Pero no fue un líder, como apuntan algunos. Fue apenas un jefe circunstancial, sin ideas propias, que utilizó su poder para mandar a sus adláteres, ganarse la voluntad de quienes se sintieron tomados en cuenta y de aquellos que vieron la oportunidad de enriquecerse a costa del erario público; sus éxitos sin duda tienen que ver con su habilidad comunicacional, pero sobre todo con la disponibilidad que tuvo de ingentes recursos del Estado, sin los cuales probablemente no habría llegado muy lejos. No hubo nada trascendente ni verdaderamente constructivo en su propuesta; menos aún el rasgo democrático de quien comparte decisiones y responsabilidades en procura del bien común de los ciudadanos. Apenas un arrebato autoritario de quien se creyó dueño de la verdad, además competente sin serlo realmente y con derecho a decidir unilateralmente sobre el futuro de la nación venezolana. Y en ese camino demostró igualmente su inmensa irresponsabilidad como gobernante; a los hechos verificables, al desastre que nos envuelve en la miseria colectiva de nuestros días, podemos remitirnos sin mayores reparos. Algo que igualmente concierne a sus herederos políticos, empecinados en mantenerse en ejercicio de una función de gobierno que no les calza. Tampoco son líderes, como no lo son sus opositores.

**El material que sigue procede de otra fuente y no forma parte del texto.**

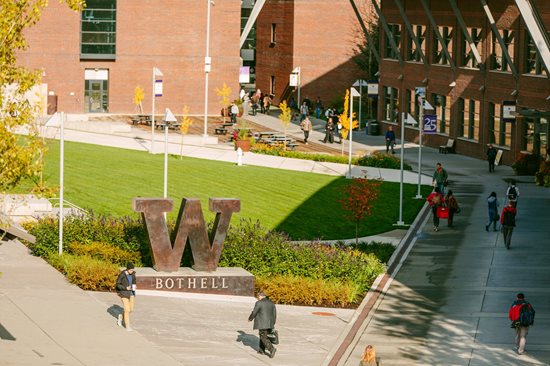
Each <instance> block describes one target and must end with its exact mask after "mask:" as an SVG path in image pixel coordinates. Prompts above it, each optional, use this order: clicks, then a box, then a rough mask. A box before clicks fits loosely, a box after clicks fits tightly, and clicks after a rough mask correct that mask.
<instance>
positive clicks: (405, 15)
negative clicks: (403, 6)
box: [395, 0, 428, 65]
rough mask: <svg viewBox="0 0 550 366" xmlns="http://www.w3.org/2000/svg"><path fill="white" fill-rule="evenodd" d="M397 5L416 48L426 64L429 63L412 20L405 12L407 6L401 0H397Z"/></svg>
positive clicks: (409, 36)
mask: <svg viewBox="0 0 550 366" xmlns="http://www.w3.org/2000/svg"><path fill="white" fill-rule="evenodd" d="M395 5H397V8H398V9H399V13H400V14H401V18H403V21H404V22H405V27H407V32H409V37H411V39H412V40H413V42H414V44H415V46H416V49H417V50H418V52H419V53H420V58H421V59H422V62H423V63H424V65H427V64H428V61H427V60H426V56H425V55H424V52H422V45H421V44H420V42H419V41H418V38H417V37H416V35H415V34H414V31H413V29H412V25H411V22H410V21H409V17H408V16H407V14H406V13H405V8H404V7H403V4H402V3H401V0H395Z"/></svg>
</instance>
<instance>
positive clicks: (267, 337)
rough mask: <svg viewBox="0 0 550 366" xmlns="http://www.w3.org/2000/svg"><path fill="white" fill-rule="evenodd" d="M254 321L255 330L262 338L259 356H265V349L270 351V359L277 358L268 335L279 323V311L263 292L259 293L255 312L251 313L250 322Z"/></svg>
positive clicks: (259, 335) (261, 339)
mask: <svg viewBox="0 0 550 366" xmlns="http://www.w3.org/2000/svg"><path fill="white" fill-rule="evenodd" d="M252 320H254V329H258V331H259V336H260V350H259V351H258V353H259V354H262V355H265V354H267V353H265V349H266V348H267V350H268V351H269V358H273V357H275V352H277V349H276V348H275V347H274V346H273V344H271V341H270V340H269V337H268V334H270V333H271V332H272V331H273V328H275V322H276V321H277V309H276V308H275V304H274V303H273V301H271V300H270V299H269V297H267V296H266V294H265V293H264V292H262V291H260V292H259V293H258V301H256V304H255V305H254V310H252V313H250V316H249V317H248V321H252Z"/></svg>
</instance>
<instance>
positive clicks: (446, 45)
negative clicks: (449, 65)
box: [433, 27, 453, 65]
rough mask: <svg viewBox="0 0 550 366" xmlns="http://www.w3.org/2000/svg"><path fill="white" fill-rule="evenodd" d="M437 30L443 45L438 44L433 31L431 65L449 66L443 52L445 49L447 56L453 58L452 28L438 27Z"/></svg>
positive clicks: (452, 42)
mask: <svg viewBox="0 0 550 366" xmlns="http://www.w3.org/2000/svg"><path fill="white" fill-rule="evenodd" d="M438 30H439V34H441V38H442V40H443V44H441V42H439V40H438V39H437V36H436V34H435V31H434V35H433V38H434V42H435V46H434V60H433V63H434V64H438V65H449V64H450V60H449V59H447V55H446V54H445V52H444V51H443V50H444V49H446V50H447V52H448V53H449V56H451V57H453V27H438Z"/></svg>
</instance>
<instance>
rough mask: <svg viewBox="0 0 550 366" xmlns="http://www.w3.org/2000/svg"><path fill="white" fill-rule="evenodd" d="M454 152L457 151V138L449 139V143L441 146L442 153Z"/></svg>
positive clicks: (440, 153) (439, 150) (447, 143)
mask: <svg viewBox="0 0 550 366" xmlns="http://www.w3.org/2000/svg"><path fill="white" fill-rule="evenodd" d="M450 152H452V153H454V152H455V140H454V139H448V140H447V145H441V146H439V153H440V154H447V153H450Z"/></svg>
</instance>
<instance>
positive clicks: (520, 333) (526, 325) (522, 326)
mask: <svg viewBox="0 0 550 366" xmlns="http://www.w3.org/2000/svg"><path fill="white" fill-rule="evenodd" d="M508 317H509V318H510V320H511V321H512V325H511V327H512V328H514V329H515V331H516V350H517V352H518V354H519V355H522V354H524V353H525V343H526V342H527V334H528V333H529V327H530V326H532V325H533V324H534V322H535V309H534V308H533V306H532V305H531V304H529V302H527V301H526V300H525V295H524V294H522V293H519V294H517V295H516V301H514V302H513V303H512V306H511V307H510V311H509V312H508Z"/></svg>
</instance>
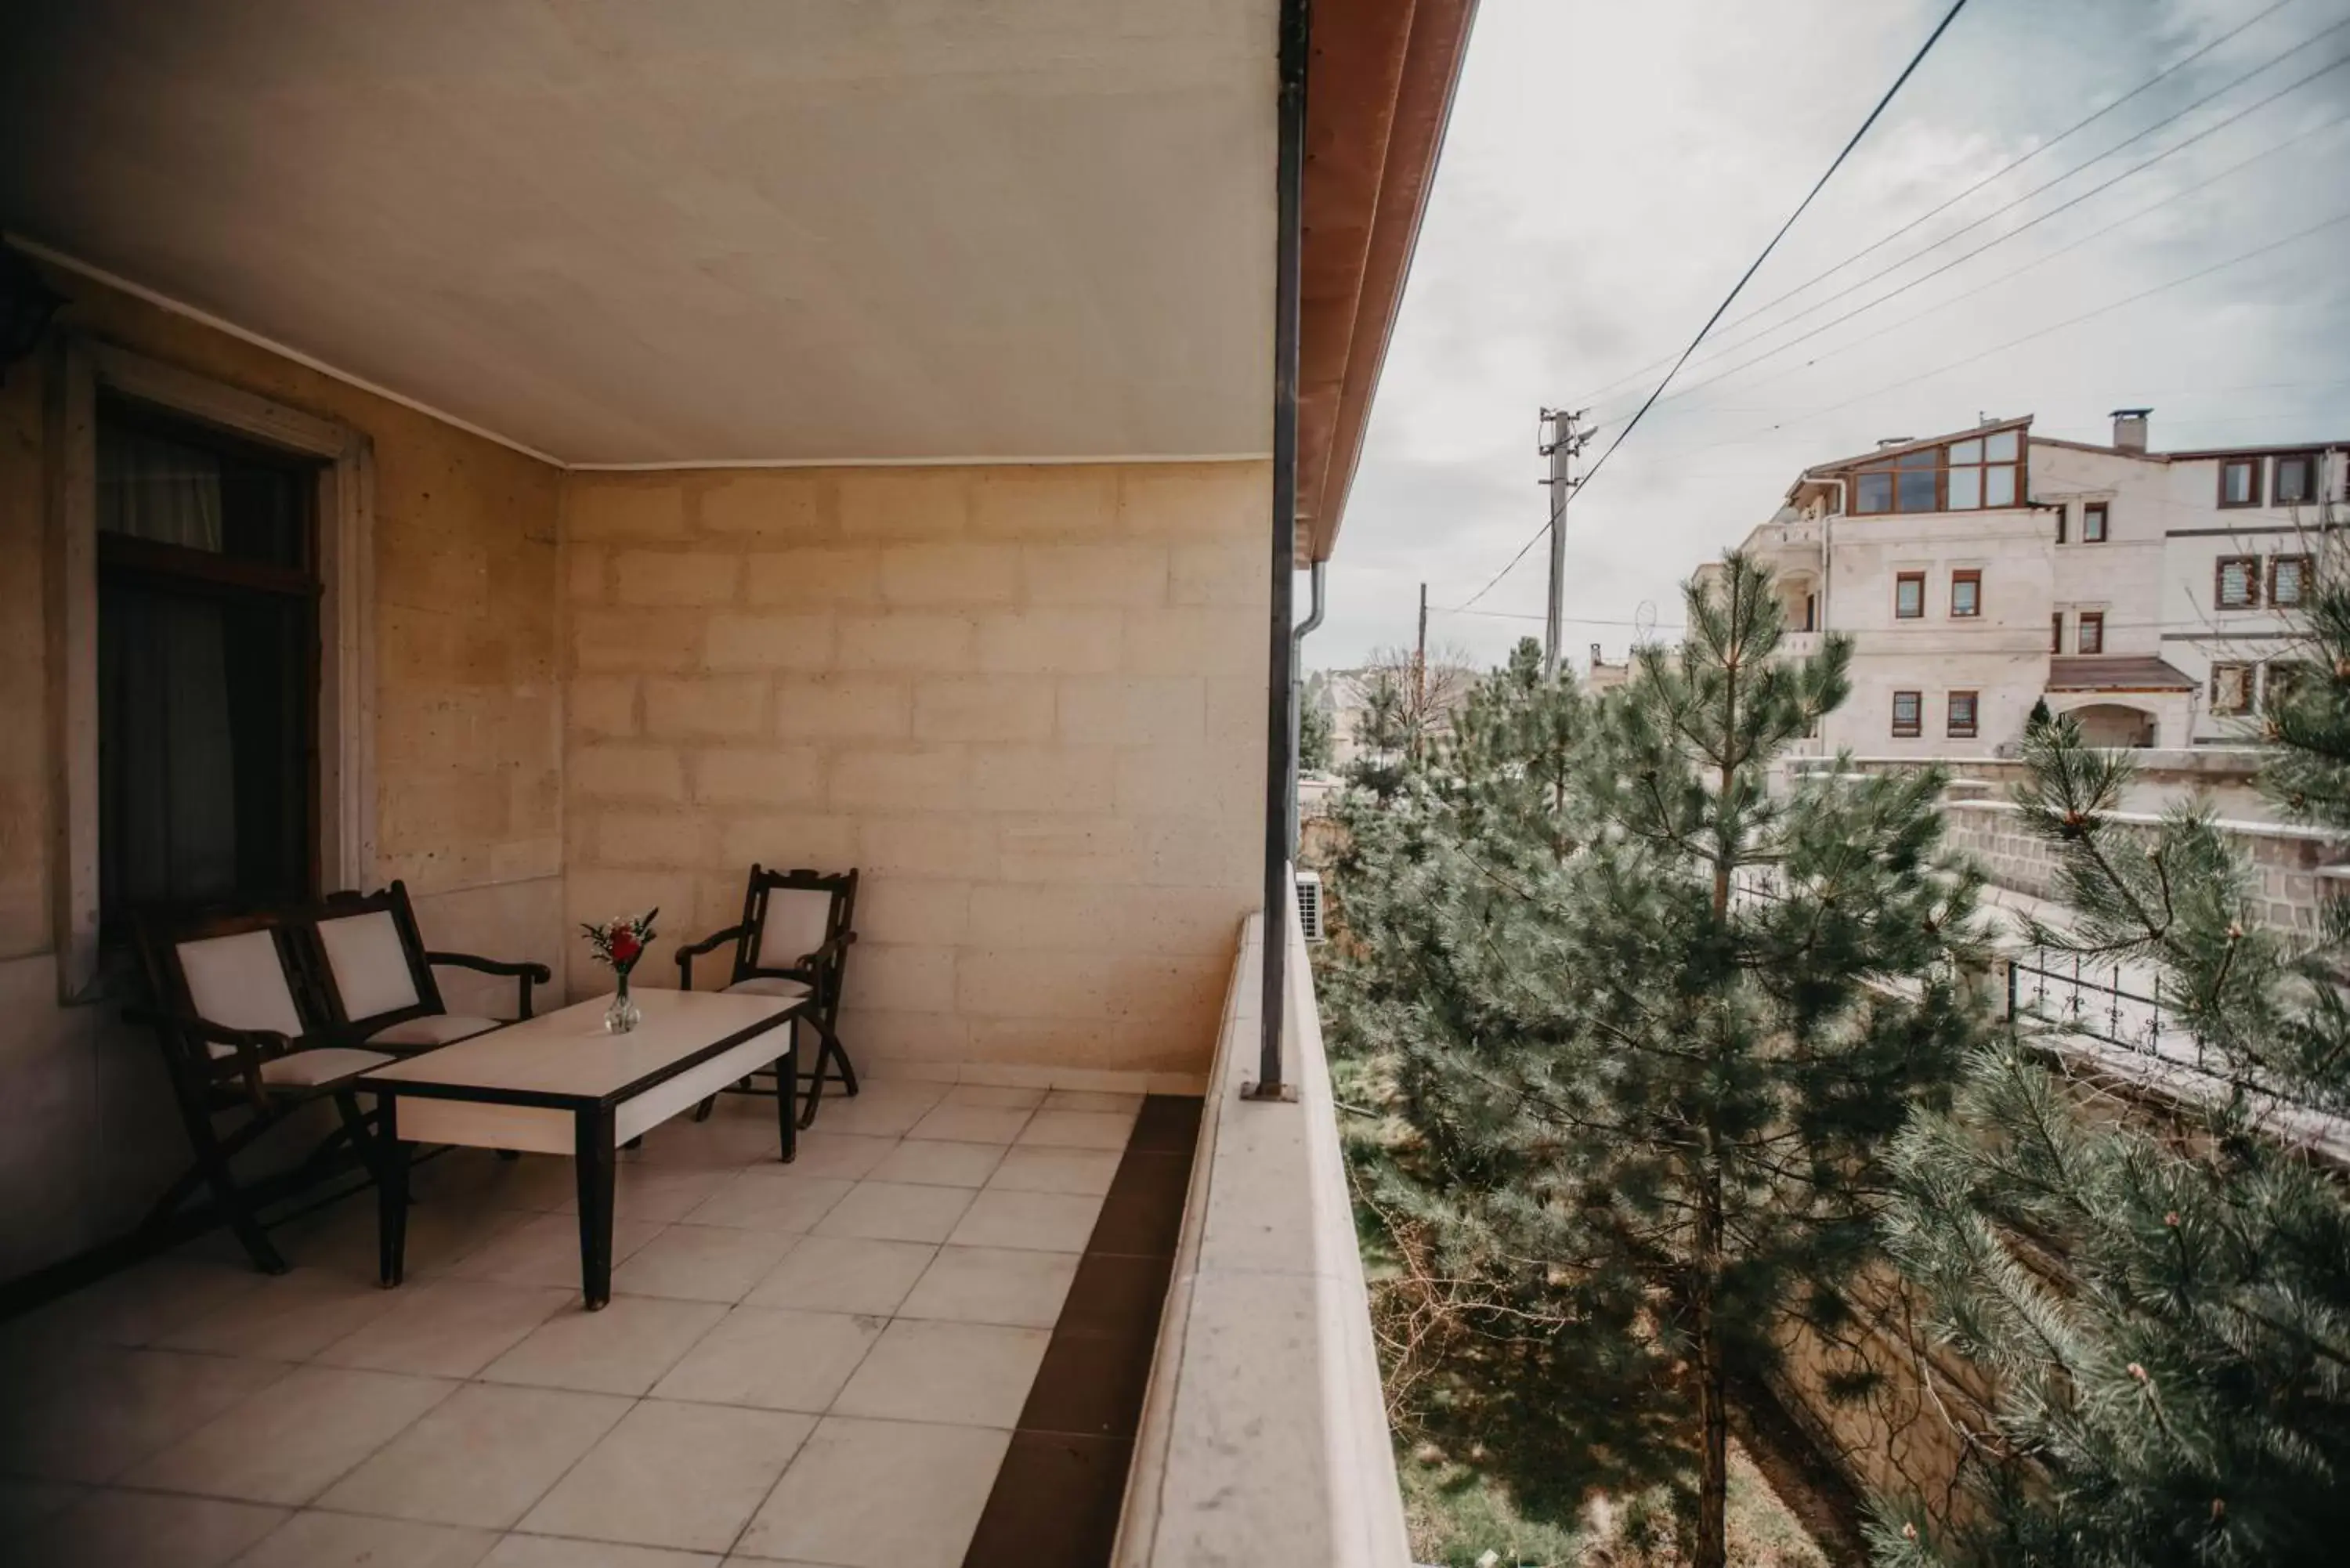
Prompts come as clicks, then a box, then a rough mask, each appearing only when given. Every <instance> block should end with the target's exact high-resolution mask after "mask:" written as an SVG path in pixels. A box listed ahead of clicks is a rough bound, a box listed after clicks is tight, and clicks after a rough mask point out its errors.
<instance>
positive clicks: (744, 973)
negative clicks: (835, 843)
mask: <svg viewBox="0 0 2350 1568" xmlns="http://www.w3.org/2000/svg"><path fill="white" fill-rule="evenodd" d="M855 903H858V875H855V872H853V870H848V872H811V870H790V872H771V870H764V867H759V865H752V867H750V884H747V889H745V891H743V945H740V950H738V954H736V980H747V978H752V976H761V973H766V976H773V973H790V976H799V978H806V971H804V969H801V959H806V957H811V954H813V952H815V950H818V947H823V945H825V943H830V940H837V938H841V936H848V933H851V931H853V929H855V926H853V919H855Z"/></svg>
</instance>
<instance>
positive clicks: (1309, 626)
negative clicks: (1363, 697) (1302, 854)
mask: <svg viewBox="0 0 2350 1568" xmlns="http://www.w3.org/2000/svg"><path fill="white" fill-rule="evenodd" d="M1325 564H1328V562H1314V576H1311V583H1314V609H1309V611H1307V618H1304V621H1300V623H1297V630H1295V632H1290V865H1297V773H1300V771H1302V769H1304V743H1302V733H1304V724H1307V665H1304V646H1307V637H1309V635H1314V630H1316V628H1318V625H1321V611H1323V599H1321V585H1323V569H1325Z"/></svg>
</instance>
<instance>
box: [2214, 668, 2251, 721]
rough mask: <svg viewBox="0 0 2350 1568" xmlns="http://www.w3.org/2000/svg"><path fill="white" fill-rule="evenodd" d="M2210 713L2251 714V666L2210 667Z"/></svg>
mask: <svg viewBox="0 0 2350 1568" xmlns="http://www.w3.org/2000/svg"><path fill="white" fill-rule="evenodd" d="M2211 712H2251V665H2211Z"/></svg>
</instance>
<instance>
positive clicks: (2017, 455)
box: [1852, 430, 2023, 515]
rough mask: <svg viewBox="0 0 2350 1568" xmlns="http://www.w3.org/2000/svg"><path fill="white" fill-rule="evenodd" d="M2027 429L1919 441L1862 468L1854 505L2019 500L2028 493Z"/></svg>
mask: <svg viewBox="0 0 2350 1568" xmlns="http://www.w3.org/2000/svg"><path fill="white" fill-rule="evenodd" d="M2021 470H2023V430H1997V433H1993V435H1976V437H1972V440H1965V442H1950V444H1948V447H1918V449H1915V451H1903V454H1899V456H1892V458H1880V461H1875V463H1871V465H1866V468H1861V470H1859V473H1856V475H1854V480H1852V510H1854V512H1856V515H1868V512H1941V510H1950V512H1972V510H1979V508H1997V505H2016V503H2019V498H2021V496H2023V475H2021Z"/></svg>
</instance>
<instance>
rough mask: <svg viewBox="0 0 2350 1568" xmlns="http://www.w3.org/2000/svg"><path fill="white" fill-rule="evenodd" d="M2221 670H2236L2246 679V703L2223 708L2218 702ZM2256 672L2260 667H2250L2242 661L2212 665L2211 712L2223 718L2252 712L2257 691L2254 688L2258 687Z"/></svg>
mask: <svg viewBox="0 0 2350 1568" xmlns="http://www.w3.org/2000/svg"><path fill="white" fill-rule="evenodd" d="M2221 670H2235V672H2240V675H2242V677H2244V701H2242V703H2240V705H2235V708H2221V701H2218V677H2221ZM2256 670H2258V665H2249V663H2240V661H2225V663H2216V665H2211V712H2214V715H2221V717H2235V715H2240V712H2251V705H2254V701H2256V691H2254V686H2256Z"/></svg>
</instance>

Los hombres cuya obra pública trasciende y deja huella indeleble en la historia de los pueblos, exhiben cualidades innatas de liderazgo y suelen ser reconocidos como verdaderos líderes por sus contemporáneos. Y es lugar común en sus primeras, intermedias e incluso postreras actuaciones en la vida pública, confrontarsituaciones y asumir desenlaces repletos de confusión y desconcierto. El líder crece ante la adversidad que desafía sus propias ambiciones, comprende, rectifica si hubiere lugar a ello y emerge fortalecido para afrontar los dilemas que a diario plantea la acción política. Y el gran reto es hacer buen uso del talento, la sensibilidad humana y la experiencia que podrían impactar favorablemente en la vida de los demás. Poco o nada de eso estamos viendo en la conducta de quienes inciden en la vida venezolana de nuestros días.
El liderazgo no se decreta, no se fabrica, antes bien, surge espontáneamente en el cruce de cualidades inherentes y de circunstancias que dan cabida a su actuar ingenioso y oportuno. La Venezuela doliente de nuestros días sigue a la espera de un liderazgo genuino.